Australia Warns of BadCandy Exploit
The Australian Signals Directorate (ASD) has issued a warning about cyber attacks targeting unpatched Cisco IOS XE devices in Australia. These attacks leverage a previously undocumented implant called BadCandy.
BadCandy exploits a vulnerability with a CVE rating of 10.0, allowing unauthenticated attackers to create accounts with elevated privileges. It is described as a “low equity Lua-based web shell” without persistence, meaning it does not survive system reboots. However, if a device remains unpatched and internet-exposed, attackers can reintroduce the malware to regain access.
Chinese Hackers Exploiting Cisco Firewalls
Researchers from Palo Alto Networks’ Unit 42 identified a China-based hacker group, Storm-1849, actively scanning and exploiting Cisco Adaptive Security Appliances (ASA). These firewalls are widely used by governments in the U.S., Europe, and Asia.
The ASA devices not only serve as firewalls but also perform intrusion prevention, spam filtering, antivirus checks, and other security functions.
Unit 42's research revealed attacks targeting several U.S. financial institutions, defense contractors, and military organizations during October.
OpenAI’s Aardvark Finds and Fixes Bugs
OpenAI’s code analysis system, Aardvark, has been designed to detect and fix software bugs efficiently, contributing to improved cybersecurity and software reliability.

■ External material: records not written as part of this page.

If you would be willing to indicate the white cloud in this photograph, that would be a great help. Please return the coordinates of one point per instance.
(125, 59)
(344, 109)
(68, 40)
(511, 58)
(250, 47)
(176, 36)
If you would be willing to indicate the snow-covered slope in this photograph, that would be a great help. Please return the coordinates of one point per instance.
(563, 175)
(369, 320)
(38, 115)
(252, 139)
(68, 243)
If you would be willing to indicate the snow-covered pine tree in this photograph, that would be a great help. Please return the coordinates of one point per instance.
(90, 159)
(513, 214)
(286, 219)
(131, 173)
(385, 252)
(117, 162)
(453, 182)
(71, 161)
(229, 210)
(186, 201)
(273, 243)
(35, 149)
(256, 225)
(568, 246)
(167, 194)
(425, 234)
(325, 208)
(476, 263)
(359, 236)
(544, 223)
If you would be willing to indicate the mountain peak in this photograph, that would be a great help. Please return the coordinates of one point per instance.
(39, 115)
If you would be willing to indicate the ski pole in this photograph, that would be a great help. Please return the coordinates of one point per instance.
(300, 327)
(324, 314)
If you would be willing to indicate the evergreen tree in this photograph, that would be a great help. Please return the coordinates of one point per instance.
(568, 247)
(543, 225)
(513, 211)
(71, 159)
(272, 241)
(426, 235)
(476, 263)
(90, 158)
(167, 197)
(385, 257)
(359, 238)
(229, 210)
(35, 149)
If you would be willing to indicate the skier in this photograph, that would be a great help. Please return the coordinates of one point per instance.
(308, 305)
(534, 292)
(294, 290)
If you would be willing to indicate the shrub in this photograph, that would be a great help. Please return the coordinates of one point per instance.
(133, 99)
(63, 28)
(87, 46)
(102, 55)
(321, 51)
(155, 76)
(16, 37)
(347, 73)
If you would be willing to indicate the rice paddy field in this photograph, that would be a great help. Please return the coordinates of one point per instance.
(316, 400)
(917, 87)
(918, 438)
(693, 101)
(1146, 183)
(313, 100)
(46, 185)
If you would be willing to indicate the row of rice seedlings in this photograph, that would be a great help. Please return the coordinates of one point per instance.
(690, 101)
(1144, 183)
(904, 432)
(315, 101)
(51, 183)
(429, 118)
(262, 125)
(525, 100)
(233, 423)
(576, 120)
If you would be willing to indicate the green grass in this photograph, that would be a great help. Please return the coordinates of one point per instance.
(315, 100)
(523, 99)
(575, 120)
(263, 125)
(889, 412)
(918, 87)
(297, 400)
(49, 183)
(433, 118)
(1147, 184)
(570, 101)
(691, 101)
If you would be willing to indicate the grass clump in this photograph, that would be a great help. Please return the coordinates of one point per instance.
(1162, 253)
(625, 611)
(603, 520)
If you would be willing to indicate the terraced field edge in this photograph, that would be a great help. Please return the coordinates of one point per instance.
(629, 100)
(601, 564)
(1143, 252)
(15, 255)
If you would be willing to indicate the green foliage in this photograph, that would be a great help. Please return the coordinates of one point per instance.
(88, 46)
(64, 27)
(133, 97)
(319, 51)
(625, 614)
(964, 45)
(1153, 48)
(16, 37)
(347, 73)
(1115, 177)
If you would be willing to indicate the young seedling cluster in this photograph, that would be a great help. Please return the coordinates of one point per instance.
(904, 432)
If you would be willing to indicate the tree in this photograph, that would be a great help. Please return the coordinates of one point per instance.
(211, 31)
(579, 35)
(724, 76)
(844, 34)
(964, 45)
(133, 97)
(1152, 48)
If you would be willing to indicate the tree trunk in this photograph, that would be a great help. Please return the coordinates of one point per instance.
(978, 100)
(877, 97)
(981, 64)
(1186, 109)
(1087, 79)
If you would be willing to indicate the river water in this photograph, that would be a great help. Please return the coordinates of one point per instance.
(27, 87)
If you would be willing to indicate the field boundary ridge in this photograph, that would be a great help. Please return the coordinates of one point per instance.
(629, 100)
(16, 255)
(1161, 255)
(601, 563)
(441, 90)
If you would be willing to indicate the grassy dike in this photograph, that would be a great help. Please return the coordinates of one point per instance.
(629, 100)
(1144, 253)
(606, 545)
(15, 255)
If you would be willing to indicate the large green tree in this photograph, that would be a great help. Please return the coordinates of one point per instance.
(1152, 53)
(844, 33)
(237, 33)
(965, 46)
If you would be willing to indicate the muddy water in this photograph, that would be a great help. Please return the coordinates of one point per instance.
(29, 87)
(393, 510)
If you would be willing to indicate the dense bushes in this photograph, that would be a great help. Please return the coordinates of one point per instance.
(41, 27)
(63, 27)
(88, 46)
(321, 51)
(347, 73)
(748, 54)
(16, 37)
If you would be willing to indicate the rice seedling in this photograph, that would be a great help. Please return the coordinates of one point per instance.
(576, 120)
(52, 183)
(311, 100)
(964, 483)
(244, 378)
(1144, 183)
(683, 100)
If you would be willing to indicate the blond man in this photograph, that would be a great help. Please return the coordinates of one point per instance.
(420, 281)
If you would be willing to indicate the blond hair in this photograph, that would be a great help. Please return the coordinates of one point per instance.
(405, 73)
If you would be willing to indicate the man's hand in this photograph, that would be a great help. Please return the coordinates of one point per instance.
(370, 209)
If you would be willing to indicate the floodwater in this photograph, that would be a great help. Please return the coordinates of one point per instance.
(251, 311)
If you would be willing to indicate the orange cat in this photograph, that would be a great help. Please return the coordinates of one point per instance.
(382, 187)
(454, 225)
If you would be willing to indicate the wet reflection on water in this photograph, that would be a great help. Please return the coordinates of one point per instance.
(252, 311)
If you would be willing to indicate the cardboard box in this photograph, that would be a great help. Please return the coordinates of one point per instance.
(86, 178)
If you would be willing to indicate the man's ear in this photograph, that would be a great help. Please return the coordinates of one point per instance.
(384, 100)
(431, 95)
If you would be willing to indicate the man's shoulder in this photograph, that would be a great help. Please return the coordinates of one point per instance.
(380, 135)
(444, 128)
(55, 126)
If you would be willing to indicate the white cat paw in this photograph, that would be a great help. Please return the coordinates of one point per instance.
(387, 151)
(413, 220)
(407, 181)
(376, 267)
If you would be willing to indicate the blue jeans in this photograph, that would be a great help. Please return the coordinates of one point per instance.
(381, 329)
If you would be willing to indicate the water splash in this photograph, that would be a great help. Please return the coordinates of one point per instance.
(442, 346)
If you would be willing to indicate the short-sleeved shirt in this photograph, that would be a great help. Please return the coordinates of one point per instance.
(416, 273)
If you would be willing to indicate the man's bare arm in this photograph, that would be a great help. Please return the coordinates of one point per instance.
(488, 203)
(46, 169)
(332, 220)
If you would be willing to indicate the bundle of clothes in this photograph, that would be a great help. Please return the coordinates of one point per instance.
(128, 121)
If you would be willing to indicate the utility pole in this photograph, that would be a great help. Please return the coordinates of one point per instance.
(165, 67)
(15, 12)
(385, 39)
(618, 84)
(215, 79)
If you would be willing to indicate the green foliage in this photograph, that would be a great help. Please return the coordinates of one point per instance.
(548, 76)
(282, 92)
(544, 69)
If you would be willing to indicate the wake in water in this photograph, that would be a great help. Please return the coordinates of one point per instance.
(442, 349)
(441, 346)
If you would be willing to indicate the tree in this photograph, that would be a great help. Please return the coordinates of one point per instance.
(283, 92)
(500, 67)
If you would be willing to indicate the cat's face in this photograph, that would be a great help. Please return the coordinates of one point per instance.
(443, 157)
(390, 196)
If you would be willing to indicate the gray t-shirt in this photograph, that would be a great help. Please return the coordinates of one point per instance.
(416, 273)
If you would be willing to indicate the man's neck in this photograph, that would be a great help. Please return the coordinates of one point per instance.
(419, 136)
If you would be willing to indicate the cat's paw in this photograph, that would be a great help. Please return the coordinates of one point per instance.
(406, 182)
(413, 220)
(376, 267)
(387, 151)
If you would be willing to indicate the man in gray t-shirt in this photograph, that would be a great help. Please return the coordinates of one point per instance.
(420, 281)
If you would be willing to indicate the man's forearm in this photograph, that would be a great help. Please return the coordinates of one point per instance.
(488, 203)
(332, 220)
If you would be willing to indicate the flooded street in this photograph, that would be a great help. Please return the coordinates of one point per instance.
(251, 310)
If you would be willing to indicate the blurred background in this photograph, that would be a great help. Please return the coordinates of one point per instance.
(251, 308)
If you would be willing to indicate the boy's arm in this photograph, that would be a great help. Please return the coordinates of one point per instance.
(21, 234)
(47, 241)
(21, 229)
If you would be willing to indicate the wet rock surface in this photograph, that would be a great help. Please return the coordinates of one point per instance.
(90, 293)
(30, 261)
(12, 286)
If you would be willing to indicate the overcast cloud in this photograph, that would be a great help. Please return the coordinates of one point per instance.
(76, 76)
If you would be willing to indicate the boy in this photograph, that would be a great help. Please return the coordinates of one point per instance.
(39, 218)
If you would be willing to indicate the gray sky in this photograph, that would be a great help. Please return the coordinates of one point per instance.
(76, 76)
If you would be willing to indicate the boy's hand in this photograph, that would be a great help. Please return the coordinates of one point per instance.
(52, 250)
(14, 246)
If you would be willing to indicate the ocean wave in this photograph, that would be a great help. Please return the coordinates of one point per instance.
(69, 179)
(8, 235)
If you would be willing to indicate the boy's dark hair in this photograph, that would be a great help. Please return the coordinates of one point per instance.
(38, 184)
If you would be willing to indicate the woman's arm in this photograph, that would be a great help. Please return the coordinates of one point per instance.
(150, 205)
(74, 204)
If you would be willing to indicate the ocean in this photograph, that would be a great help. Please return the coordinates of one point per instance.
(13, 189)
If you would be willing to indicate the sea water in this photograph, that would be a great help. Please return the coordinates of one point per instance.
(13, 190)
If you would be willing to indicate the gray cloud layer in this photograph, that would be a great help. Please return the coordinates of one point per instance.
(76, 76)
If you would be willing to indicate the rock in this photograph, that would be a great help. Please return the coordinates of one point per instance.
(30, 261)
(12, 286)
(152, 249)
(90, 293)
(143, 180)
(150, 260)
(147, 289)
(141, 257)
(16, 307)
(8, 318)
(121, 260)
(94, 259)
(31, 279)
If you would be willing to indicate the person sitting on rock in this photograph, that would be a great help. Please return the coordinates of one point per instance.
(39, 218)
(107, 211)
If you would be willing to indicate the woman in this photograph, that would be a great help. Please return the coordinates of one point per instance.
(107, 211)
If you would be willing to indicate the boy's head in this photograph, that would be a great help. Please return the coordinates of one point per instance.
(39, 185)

“BadCandy is a 'low equity Lua-based web shell.' It lacks a persistence mechanism and cannot survive across system reboots, but attackers can reintroduce it if the device remains vulnerable.” — Australian Signals Directorate
“Storm-1849 is scanning for and exploiting a popular line of Cisco firewalls used by governments in the U.S., Europe and Asia.” — Palo Alto Networks’ Unit 42
Summary: Australia warns of the critical BadCandy exploit targeting Cisco devices, with Chinese hackers exploiting ASA firewalls globally, while OpenAI’s Aardvark advances bug detection and fixes.